Сломка смерил уничтожающим взглядом молодого официанта и с улыбкой повернулся к Путятыцкому.

— Минуточку терпения, пан граф.

Путятыцкий недовольно поморщился.

— Что, ничего нет? Хорошенькое дело!

Он демонстративно повернулся спиной к Сломке и, рассерженный, пошел навстречу Фреду Тележинскому и дамам.

— Представьте себе, все занято.

Сломка, быстро-быстро размахивая толстыми ручками, семенил сбоку.

— Минуточку, пан граф, одну минуточку. Столик уже освобождается.

— Перестаньте морочить голову! — разозлился Путятыцкий. — Освобождается! Где? Целый час нам, что ли, стоять здесь и ждать? Прости, дорогая, — сказал он, заметив предостерегающий жест жены, — но я не позволю, чтобы со мной так обходились. Это похоже на издевательство. Пошли отсюда. Ноги моей больше здесь не будет.

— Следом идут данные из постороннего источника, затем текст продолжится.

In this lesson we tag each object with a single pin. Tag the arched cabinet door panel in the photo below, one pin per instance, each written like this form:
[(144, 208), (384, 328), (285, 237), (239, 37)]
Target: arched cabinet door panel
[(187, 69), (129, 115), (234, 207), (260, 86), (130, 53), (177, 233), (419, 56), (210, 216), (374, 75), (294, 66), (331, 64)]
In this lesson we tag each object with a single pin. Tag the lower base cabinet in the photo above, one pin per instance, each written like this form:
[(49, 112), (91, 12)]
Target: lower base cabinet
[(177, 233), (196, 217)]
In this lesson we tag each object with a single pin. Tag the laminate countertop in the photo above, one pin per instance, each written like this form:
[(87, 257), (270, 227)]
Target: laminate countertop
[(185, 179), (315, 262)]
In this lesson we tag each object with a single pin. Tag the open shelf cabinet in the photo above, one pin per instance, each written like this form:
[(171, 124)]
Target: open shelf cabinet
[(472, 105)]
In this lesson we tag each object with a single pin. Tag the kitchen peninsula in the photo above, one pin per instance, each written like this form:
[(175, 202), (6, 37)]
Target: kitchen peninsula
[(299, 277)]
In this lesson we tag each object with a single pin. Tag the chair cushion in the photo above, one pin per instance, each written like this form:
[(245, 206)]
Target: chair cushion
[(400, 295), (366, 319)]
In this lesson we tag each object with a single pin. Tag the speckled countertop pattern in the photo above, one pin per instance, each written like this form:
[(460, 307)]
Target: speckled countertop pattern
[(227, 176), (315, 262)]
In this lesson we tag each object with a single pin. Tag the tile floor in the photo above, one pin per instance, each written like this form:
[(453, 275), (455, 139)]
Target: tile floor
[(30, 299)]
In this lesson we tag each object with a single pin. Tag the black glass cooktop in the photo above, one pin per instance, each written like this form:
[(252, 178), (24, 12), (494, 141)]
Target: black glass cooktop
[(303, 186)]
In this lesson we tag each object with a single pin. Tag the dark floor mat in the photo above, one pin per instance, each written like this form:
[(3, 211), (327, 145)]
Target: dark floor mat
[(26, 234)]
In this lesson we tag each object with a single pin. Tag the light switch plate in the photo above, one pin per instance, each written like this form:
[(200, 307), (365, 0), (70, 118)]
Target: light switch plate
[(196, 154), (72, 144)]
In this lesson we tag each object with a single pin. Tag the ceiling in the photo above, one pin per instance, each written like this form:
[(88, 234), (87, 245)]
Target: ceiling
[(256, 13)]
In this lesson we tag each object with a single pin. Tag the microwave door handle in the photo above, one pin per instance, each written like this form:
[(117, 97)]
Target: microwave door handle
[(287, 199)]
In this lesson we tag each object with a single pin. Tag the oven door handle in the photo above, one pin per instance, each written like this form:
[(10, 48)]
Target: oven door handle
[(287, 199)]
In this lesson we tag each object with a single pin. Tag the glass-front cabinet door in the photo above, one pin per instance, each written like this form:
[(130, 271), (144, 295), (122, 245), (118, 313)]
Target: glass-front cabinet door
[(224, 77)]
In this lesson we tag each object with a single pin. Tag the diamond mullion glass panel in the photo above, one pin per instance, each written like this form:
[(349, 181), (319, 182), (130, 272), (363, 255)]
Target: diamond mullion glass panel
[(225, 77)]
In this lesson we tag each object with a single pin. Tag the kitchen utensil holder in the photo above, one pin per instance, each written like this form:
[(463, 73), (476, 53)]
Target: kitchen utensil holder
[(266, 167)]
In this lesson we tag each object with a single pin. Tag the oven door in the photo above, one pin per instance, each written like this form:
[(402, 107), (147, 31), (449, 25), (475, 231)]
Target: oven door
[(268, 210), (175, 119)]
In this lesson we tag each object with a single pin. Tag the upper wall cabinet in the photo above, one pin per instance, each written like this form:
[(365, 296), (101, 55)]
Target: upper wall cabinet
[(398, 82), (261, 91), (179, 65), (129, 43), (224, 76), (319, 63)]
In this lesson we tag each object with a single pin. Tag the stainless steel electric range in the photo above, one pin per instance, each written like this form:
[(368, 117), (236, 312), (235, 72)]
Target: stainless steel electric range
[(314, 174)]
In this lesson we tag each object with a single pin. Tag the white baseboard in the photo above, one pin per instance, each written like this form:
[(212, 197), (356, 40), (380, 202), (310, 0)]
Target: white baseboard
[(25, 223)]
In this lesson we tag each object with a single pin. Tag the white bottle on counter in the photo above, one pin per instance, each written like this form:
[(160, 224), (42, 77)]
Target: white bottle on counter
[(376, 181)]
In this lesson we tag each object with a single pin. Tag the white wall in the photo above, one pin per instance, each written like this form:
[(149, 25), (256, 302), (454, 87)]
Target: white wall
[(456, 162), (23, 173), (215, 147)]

Но Станевич совсем не хотелось отказываться от развлечения. И так они из-за дождя даром потеряли целый час.

— Боже, какой вы деспот! Значит, мы, женщины, совсем не имеем права голоса?

— Пойдемте лучше в бар, — посоветовал Тележинский. — Там, наверно, найдется свободный столик. Знаешь, Адам, кто там обслуживает?

— Ну?

— Кристина Розбицкая.

— Розбицкая? Да ну! Из тех Розбицких, что из Кшиновлоги?

— Нет, это дядя ее из Кшиновлоги. А она с Познанщины. Ее отец, да ты его знаешь, Ксаверий Розбицкий…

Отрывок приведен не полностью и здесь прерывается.